Ogden Nash

The Hunter - Analysis

The poem’s joke: adult ingenuity aimed at a small mind

Ogden Nash builds the poem toward a single, deflating punchline: a grown-up man is putting real craft into the hope of outwit[ting] a duck. The central claim feels less like an argument than a comedic exposure. The hunter’s patience and skill are real—he crouches, hides under camouflage, and even performs a fake call—yet the poem quietly asks what those talents amount to when the opponent is a bird. Nash’s humor isn’t just mocking; it’s a way of measuring human pride against the smallness of what’s being pursued.

Camouflage and ventriloquism: the hunter as actor

The hunter’s work is described like a stage performance. He’s in a blind, surrounded by camouflage of every kind, and he conjures up a quacking noise—language that makes the act sound like magic or theatrical illusion rather than rugged sport. Even the ducks are approached through props: decoys given extra allure by sound effects. Nash’s choice of conjures matters: it suggests trickery, yes, but also a kind of childish playacting. The hunter is less a warrior than a person crouched in costume, imitating a voice to manipulate an audience that can’t speak back.

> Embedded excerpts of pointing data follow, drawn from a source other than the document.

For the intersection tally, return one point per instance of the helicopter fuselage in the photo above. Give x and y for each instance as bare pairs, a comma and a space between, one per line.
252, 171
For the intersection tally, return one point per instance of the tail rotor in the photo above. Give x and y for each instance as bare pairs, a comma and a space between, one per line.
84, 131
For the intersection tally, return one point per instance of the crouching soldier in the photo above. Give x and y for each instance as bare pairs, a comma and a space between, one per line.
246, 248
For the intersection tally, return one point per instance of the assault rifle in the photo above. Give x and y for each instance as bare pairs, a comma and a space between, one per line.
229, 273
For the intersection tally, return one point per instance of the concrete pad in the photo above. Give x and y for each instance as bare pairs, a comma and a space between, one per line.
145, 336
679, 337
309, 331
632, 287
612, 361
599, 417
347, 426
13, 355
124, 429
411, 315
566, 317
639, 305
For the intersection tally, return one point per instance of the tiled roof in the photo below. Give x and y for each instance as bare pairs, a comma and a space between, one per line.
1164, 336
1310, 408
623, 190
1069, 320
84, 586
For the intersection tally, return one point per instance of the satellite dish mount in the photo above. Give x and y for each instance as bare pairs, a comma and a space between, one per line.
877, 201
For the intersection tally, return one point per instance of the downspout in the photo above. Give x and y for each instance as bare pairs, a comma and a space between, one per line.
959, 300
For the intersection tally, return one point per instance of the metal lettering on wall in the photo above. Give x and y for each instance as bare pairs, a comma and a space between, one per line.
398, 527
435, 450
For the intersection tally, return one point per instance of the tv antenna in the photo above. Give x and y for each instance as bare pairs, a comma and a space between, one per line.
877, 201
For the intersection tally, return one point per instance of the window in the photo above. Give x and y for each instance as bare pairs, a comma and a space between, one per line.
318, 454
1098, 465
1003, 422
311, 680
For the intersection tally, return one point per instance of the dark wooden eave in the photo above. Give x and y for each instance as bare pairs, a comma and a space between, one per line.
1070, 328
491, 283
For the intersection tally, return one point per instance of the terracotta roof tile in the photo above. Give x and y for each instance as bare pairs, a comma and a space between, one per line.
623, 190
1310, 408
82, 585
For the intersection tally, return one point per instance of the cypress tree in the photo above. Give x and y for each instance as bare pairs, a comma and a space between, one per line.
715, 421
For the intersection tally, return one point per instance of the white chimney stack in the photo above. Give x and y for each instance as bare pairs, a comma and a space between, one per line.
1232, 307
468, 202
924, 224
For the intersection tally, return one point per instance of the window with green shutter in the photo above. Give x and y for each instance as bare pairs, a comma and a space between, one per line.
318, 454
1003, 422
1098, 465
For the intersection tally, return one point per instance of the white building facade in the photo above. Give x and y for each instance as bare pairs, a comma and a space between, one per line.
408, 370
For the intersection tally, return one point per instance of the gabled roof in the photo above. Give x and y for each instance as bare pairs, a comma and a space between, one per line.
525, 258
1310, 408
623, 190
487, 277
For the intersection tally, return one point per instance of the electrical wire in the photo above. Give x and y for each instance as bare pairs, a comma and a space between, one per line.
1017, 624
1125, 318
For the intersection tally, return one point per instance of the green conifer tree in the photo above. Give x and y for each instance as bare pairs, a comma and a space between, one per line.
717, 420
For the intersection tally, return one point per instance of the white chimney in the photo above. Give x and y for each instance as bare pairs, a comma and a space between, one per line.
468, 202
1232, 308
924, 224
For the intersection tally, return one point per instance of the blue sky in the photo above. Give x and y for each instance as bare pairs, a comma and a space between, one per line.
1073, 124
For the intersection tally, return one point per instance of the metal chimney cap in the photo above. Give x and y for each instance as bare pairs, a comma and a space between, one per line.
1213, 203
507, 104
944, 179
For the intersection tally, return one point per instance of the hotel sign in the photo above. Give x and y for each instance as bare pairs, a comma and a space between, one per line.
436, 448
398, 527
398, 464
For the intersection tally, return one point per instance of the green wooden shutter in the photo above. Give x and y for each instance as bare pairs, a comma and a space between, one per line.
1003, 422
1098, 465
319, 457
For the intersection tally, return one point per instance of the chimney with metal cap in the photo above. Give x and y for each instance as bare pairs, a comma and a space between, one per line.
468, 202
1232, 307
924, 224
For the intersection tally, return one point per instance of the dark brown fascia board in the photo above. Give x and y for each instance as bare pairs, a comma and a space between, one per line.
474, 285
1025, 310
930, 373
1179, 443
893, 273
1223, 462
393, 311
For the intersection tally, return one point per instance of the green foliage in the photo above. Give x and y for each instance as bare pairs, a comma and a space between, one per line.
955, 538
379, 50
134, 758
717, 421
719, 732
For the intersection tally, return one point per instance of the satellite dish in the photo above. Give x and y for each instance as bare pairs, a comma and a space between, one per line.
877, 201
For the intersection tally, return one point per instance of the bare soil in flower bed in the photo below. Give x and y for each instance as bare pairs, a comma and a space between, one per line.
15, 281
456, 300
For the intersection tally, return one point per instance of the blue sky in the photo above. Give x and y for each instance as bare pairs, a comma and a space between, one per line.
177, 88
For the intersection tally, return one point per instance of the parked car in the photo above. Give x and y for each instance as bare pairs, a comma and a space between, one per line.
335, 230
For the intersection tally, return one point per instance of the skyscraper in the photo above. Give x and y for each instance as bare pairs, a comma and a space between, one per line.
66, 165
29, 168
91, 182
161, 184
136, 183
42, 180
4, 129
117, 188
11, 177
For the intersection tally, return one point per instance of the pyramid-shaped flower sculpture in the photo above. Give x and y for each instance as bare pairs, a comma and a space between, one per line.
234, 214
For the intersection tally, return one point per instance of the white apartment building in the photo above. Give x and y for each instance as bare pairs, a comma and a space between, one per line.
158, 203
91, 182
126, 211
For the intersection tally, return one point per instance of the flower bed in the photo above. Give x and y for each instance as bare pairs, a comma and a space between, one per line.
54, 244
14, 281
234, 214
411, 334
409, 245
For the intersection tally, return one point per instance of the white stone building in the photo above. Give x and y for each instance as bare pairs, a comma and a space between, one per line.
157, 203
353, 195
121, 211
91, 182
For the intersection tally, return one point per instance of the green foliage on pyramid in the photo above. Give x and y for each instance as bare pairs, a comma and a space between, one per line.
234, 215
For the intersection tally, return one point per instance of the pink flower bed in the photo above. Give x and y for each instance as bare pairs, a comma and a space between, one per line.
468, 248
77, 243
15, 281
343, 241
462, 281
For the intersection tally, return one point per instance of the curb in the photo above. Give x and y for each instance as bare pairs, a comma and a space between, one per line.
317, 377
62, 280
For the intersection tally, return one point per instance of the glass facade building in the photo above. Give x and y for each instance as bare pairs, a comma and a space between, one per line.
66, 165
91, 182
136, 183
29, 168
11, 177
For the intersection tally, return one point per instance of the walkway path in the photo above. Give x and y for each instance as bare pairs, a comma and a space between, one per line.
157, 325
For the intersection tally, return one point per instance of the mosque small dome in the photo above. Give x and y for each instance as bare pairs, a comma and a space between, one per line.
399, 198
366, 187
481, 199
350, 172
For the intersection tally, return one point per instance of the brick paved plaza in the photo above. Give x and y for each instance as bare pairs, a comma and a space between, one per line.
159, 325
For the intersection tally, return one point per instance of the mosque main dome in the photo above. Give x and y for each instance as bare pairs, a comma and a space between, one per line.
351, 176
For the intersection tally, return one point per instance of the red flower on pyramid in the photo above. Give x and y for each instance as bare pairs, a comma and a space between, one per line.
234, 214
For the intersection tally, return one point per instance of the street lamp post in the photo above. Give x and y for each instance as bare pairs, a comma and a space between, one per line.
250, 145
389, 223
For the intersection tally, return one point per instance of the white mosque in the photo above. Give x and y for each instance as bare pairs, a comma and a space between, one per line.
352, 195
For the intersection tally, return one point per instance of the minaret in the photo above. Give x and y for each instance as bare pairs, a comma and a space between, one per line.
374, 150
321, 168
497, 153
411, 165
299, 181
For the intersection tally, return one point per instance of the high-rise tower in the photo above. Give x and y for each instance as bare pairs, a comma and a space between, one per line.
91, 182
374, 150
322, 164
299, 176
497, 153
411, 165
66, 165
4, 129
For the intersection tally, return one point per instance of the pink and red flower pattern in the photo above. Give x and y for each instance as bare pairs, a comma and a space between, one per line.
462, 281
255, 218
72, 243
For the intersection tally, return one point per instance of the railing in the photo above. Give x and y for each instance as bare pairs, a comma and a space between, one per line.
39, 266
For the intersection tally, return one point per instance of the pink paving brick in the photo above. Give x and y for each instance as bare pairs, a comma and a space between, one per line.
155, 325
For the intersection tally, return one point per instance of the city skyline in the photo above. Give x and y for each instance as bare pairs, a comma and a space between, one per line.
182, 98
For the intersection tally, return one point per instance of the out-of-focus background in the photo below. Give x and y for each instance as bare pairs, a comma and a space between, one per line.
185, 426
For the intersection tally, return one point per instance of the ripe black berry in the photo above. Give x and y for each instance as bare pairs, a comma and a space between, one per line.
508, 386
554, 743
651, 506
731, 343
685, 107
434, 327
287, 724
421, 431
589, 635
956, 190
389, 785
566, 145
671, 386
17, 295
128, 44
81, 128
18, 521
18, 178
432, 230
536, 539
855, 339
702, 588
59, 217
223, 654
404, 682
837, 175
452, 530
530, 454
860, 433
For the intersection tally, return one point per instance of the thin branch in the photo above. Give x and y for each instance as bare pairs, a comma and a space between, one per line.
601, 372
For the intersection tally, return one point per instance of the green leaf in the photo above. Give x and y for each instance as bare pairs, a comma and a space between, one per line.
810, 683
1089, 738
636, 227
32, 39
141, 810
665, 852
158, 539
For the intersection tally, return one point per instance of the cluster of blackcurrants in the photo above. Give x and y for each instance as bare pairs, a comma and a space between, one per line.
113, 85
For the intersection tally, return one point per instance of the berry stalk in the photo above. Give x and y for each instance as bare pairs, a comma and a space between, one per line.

The turn in the last line: “pluck and luck” versus “a duck”

The poem’s tone is light and brisk, but it sharpens at the end. Up to the fifth line, the hunter is described with a certain admiration—pluck and luck gives him the aura of someone brave, game, maybe even heroic. Then the final line snaps the scale into focus: he’s hoping to outwit a duck. That’s the poem’s hinge. The phrase doesn’t accuse him of cruelty outright; it simply lets the situation indict itself by contrast. All that careful hiding and counterfeit sound is suddenly framed as disproportionate, even faintly ridiculous.

A small ethical tension hiding inside the laugh

What makes the poem stick is the contradiction it refuses to solve: the hunter is both competent and silly. Nash doesn’t deny the effort—crouches, camouflage, decoys—but he questions the dignity of using that effort to defeat a creature the poem implies is easily fooled. The comedy depends on that imbalance: the man’s elaborate strategy versus the duck’s presumed simplicity. And because the poem never mentions hunger, necessity, or even nature, the hunt reads less like survival and more like a contest staged so the human can feel clever.